Glen Greenwald, writing in the Guardian, says that terrorism is a culturally, emotionally and politically loaded label used to vindicate just about anything western governments wish to inflict on others. Despite the barbaric and horrendous nature of the act it is important to ask whether an attack on a soldier amounted to terrorism. “How can one create a definition of “terrorism” that includes Wednesday’s London attack on this British soldier without including many acts of violence undertaken by the US, the UK and its allies and partners? Can that be done?”

The short answer is no – not consistently at any rate.

For Dan Hodges, a Labour Party insider and admirer of Tony Blair, the attack was literally senseless. He notes with fetching innocence in his Telegraph blog that the terrorist on TV was black and did not fit the Asian or Middle Eastern stereotype. “And then as he was speaking, I noticed a lady in a blue dress, and pulling a trolley, just casually walking past the man with meat cleaver and the blood soaked hands. It was like she was just out doing a bit of shopping. And none of it made any sense. None of it.”

The usual oddities have been noticed by a more wary public – the lack of blood in some pictures and the shifting of the crime scene in others. No doubt much of this can be explained by the fact that the ITV footage has been edited. What is increasingly clear though is that the chorus of reports of beheading, decapitation and butchery should be treated with caution.

Scotland Yard says the cause of Lee Rigby’s death was not confirmed by a post-mortem examination and an inquest will be opened. It tallies with a coherent account given by Ingrid Loyau-Kennet who got off a bus to assist the dying soldier.

“I went over to the body where there was a lady sitting there and she said he was dead. She had comforted him by putting something under his back and a jacket over his head. I took his pulse and there was none. I couldn’t see the man’s face but I could see no evidence that suggested someone had tried to cut off his head. I could see nothing on him to suggest that he was a soldier.”

Loyau–Kennet then spoke to Michael Adebelajo, who was holding a meat cleaver in one hand and a revolver in the other, for more than five minutes. He explained he had killed the soldier because of what British troops were doing in Iraq and Afghanistan. He was going to attack the police when they arrived.

“There was blood on the pavement by the car where the man on the ground had been hit by it. At first there was no blood by the body but as I talked to the man it began to flow which worried me because blood needs a beating heart to flow. But I didn’t want to annoy the man by going back to the body.

She also spoke to the second man. Unlike Adebelajo, he did not want to confront the police. “At that point, there were so many people around that I didn’t want him to get scared or agitated. I kept talking to him to keep him occupied.”

Quite predictably a day after the attack it emerged that both Adebelajo and Adebowale had been known to the domestic security service, MI5, and the police for eight years.
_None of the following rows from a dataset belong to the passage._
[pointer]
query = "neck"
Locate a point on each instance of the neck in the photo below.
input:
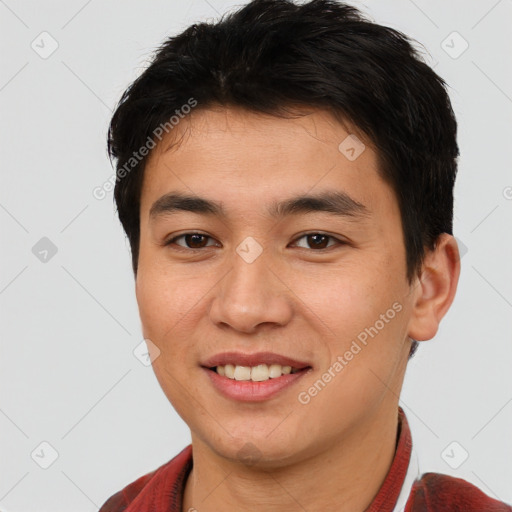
(346, 475)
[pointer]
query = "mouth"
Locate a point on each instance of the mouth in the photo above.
(253, 377)
(258, 373)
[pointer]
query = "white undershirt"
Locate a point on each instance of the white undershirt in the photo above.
(413, 474)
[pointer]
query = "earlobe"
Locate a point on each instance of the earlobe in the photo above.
(435, 288)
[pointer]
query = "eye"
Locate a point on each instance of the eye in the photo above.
(318, 240)
(192, 240)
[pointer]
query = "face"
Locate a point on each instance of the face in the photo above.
(293, 257)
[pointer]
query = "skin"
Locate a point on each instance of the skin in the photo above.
(294, 299)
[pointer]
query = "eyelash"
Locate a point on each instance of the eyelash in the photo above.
(179, 247)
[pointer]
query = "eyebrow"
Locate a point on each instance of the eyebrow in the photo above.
(337, 203)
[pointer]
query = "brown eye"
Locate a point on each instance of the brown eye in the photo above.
(192, 240)
(318, 241)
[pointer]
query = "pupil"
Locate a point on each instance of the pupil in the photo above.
(316, 237)
(194, 239)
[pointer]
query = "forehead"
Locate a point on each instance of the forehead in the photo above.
(250, 158)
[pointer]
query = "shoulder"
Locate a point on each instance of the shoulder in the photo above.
(147, 488)
(436, 492)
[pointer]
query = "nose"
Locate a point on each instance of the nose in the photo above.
(251, 297)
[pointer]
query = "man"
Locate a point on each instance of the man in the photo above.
(285, 178)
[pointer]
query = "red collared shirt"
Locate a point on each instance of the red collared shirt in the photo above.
(162, 490)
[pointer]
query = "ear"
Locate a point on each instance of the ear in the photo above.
(434, 290)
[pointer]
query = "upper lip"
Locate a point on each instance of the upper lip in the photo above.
(254, 359)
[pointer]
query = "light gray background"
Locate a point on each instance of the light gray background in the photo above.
(69, 325)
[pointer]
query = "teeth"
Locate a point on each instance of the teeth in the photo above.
(255, 373)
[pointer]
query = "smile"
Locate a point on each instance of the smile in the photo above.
(257, 373)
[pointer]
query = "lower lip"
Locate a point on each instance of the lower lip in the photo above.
(250, 391)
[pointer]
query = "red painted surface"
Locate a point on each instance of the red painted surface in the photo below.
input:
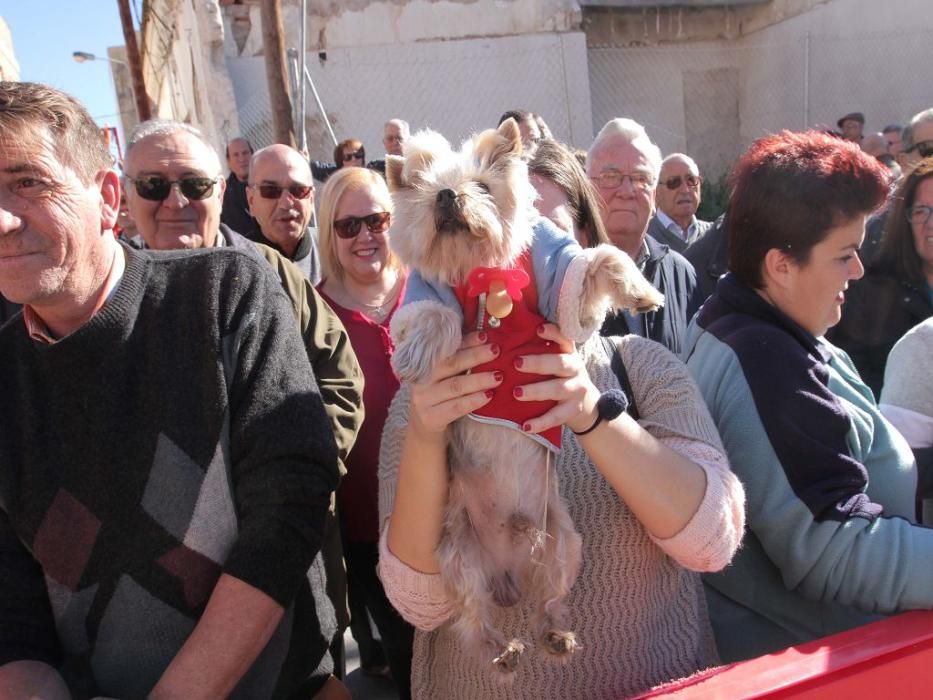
(890, 659)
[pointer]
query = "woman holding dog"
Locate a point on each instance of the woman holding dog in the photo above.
(364, 284)
(654, 501)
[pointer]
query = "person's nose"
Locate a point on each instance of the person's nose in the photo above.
(9, 222)
(175, 199)
(858, 268)
(627, 187)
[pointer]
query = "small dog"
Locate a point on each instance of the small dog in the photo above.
(464, 223)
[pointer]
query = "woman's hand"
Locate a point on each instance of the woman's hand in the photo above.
(570, 385)
(450, 393)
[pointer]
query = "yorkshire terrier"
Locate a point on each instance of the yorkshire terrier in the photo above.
(481, 259)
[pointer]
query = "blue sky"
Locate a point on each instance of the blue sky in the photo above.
(45, 32)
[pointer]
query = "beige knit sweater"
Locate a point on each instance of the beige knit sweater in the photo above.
(637, 606)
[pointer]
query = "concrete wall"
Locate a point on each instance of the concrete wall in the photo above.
(455, 87)
(9, 66)
(784, 65)
(453, 66)
(185, 69)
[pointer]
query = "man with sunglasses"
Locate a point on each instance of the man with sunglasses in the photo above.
(917, 140)
(175, 172)
(281, 197)
(395, 132)
(678, 197)
(624, 165)
(166, 460)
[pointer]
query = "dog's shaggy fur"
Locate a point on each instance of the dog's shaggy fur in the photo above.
(507, 532)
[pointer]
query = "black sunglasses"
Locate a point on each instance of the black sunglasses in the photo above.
(156, 189)
(924, 148)
(267, 191)
(672, 183)
(350, 226)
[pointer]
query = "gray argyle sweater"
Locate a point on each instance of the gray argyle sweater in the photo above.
(176, 436)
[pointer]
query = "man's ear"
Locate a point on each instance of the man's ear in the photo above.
(109, 198)
(779, 269)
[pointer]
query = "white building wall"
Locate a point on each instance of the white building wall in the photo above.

It was claimed they were regarded as peripheral figures and were therefore not subjected to a full-scale investigation. There is every reason to regard this as disinformation.

Abu Nusaybah (31) told the BBC Newsnight programme on Friday night (May 24) that the security agency MI5 had six months ago asked his friend Michael Adebolajo if he wanted to work for them. Nusaybah said that Adebelajo had rejected the offer but continued to be harassed by MI5. Abu Nusaybah was arrested at the BBC after the interview.

As is now customary a parliamentary select committee will investigate what the service knew of the Woolwich terror suspects and whether any intelligence was missed that might have prevented the tragedy. But as with the 7/7 London bombings a genuine public inquiry will stay off-limits. Whether Adebelajo was the patsy who turned on his handlers will remain a mystery.